Il nous semble que LOCRE confond probablement deux oppositions classiques en proposant la sienne : l’une est celle existant entre personas et res, que nous avons lue chez GAIUS, D. 1, 5, 1, et aussi chez POTHIER ; l’autre est celle existant entre les actions in

personam et les actions in rem. Si la tutelle et le mariage se comprennent sans difficulté avec

la première, ce sera avec la seconde que le cas de litige entre le journalier et le maître d’ouvrage sera intelligible. La seconde opposition nous donne la distinction entre le droit

personnel et le droit réel. Or il faut admettre qu’aujourd’hui, plus personne ne raisonne du « droit personnel » au « droit des personnes ». Bien qu’ils soient de la même famille, la doctrine de notre temps ne voit aucun rapport entre le terme « personnel » et les « personas » opposées aux res.

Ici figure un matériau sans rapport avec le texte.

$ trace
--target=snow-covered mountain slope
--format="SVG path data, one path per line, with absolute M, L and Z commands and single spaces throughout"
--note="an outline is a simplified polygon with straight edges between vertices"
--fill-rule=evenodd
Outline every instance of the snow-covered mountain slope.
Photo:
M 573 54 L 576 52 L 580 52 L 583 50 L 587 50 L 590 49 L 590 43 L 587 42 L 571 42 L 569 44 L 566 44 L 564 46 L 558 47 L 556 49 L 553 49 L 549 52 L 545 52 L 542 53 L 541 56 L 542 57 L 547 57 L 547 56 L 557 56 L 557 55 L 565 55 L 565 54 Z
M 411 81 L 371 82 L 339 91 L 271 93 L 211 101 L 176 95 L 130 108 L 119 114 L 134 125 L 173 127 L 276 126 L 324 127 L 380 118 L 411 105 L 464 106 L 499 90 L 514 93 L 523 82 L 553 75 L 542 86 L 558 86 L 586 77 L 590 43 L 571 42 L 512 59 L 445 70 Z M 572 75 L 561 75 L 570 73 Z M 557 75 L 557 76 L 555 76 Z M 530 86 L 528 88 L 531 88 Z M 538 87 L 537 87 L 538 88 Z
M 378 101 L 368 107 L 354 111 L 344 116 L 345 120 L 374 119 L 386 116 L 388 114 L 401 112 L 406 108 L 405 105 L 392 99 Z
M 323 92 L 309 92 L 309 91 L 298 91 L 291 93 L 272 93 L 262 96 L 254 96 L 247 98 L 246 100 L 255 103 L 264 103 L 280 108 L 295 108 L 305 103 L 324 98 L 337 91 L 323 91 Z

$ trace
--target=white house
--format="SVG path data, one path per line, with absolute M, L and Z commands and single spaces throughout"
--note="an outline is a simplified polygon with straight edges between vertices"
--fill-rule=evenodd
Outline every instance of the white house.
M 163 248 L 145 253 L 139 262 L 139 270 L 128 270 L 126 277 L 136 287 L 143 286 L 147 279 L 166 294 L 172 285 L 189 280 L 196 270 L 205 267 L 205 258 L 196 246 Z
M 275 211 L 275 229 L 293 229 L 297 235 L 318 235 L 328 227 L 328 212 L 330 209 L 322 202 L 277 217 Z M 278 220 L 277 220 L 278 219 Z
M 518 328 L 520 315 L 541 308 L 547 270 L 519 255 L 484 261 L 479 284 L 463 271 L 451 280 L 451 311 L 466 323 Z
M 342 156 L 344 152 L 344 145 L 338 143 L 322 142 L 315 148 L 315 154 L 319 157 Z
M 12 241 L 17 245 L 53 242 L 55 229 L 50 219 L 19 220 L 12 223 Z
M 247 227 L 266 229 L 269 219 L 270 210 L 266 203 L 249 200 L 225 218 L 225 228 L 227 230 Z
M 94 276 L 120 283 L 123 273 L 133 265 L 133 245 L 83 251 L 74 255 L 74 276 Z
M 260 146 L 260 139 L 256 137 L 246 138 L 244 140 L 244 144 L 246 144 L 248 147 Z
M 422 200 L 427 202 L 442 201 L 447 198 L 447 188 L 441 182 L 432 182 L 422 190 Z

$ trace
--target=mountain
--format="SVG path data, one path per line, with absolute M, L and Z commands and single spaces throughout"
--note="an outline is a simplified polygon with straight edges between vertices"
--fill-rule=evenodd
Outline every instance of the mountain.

Néanmoins, comme la doctrine antérieure à LOCRE prend toujours les personnes au pluriel et souligne donc sa multiplicité, les droits qui regardent une personne ne peuvent qu’être aussi, pour ainsi dire, « relatifs ». C’est précisément dans cette perspective que la relation entre le droit personnel et les personas est compréhensible. Cette confusion atteste, encore une fois, de l’importance de l’écart entre les sens du mot « personne » à l’époque de la Codification et à nos jours.